Part of the book: Environmental Health: Poverty, Race and Child Health in the Time of COVID-19

Chapter DOI:


Exposure to phthalates is associated with diminished cognition. It is unknown, however, if disproportionate exposure to phthalates among racial minorities contributes to racial disparities in children’s intellectual abilities. Methods: We used data from 253 mother-child pairs in Cincinnati, OH (HOME Study, 2003-2006). We measured urinary concentrations of eleven phthalate metabolites twice during pregnancy and up to six times in childhood. We evaluated children’s cognitive abilities at ages 5 and 8 years. Using causal mediation models, we quantified covariate-adjusted direct and indirect effects of race on children’s Full Scale IQ scores for individual phthalate metabolite concentrations during gestation and childhood. Results: Average IQ scores among Black children (n=90) were 7.0-points lower (95% CI: -12, -1.8) than White children (n=145) after adjustment for socioeconomic factors. Urinary monobenzyl phthalate (MBzP) and monoethyl phthalate (MEP) concentrations during gestation and childhood were higher among Black children. We did not observe compelling evidence that phthalate mediated the race-IQ association, with the exception of MEP. Childhood MEP concentrations partially mediated the race-IQ association.
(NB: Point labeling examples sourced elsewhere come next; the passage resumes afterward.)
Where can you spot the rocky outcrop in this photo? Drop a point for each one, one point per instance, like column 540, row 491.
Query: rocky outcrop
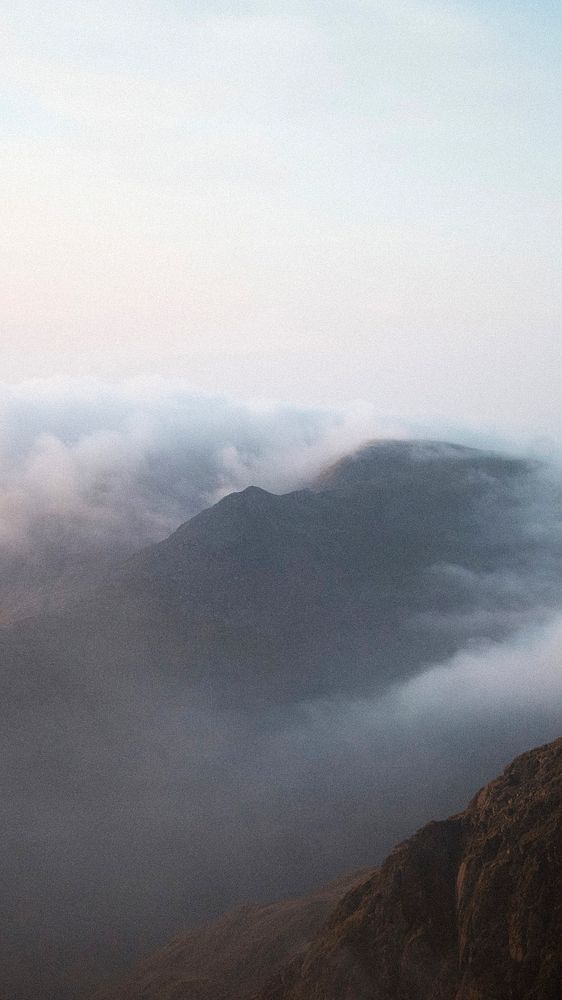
column 467, row 909
column 233, row 957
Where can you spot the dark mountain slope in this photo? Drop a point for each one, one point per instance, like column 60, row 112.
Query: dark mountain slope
column 398, row 557
column 233, row 957
column 468, row 909
column 136, row 725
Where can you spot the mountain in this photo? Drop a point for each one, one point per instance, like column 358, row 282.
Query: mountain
column 233, row 956
column 397, row 557
column 161, row 730
column 467, row 909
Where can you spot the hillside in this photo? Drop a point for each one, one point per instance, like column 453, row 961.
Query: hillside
column 192, row 711
column 469, row 908
column 233, row 957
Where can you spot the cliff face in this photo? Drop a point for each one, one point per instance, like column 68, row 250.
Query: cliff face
column 467, row 909
column 231, row 958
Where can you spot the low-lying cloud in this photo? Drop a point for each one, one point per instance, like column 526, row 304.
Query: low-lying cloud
column 90, row 471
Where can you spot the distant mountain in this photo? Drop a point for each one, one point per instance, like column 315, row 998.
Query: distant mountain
column 396, row 558
column 130, row 718
column 466, row 909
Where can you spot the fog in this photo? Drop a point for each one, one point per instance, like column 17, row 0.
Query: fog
column 91, row 471
column 166, row 811
column 136, row 802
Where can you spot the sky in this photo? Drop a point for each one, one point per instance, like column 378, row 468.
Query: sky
column 315, row 202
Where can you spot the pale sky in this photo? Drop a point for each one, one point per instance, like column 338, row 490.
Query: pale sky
column 310, row 201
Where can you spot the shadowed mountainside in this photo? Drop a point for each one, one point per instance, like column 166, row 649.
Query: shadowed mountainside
column 467, row 909
column 133, row 721
column 232, row 957
column 398, row 556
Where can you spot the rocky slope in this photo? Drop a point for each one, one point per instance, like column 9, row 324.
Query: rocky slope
column 468, row 909
column 233, row 957
column 130, row 721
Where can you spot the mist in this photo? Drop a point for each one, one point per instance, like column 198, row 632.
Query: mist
column 92, row 471
column 125, row 825
column 138, row 800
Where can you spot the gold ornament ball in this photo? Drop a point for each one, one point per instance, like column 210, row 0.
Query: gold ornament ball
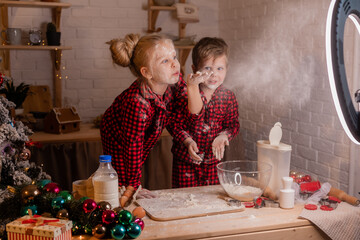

For instance, the disparities in IQ scores between Black and White children would have been reduced by 1.9 points (95% CI: -4.7, 0.7) for each 10- fold reduction in urinary MEP concentrations at age 2 years. Other phthalate metabolite concentrations during pregnancy or childhood did not mediate the race-IQ association. Conclusions: We found that urinary MEP concentrations partly mediated IQ disparities among HOME Study children. Reducing exposure to some phthalates might help reduce IQ disparities among Black and White children.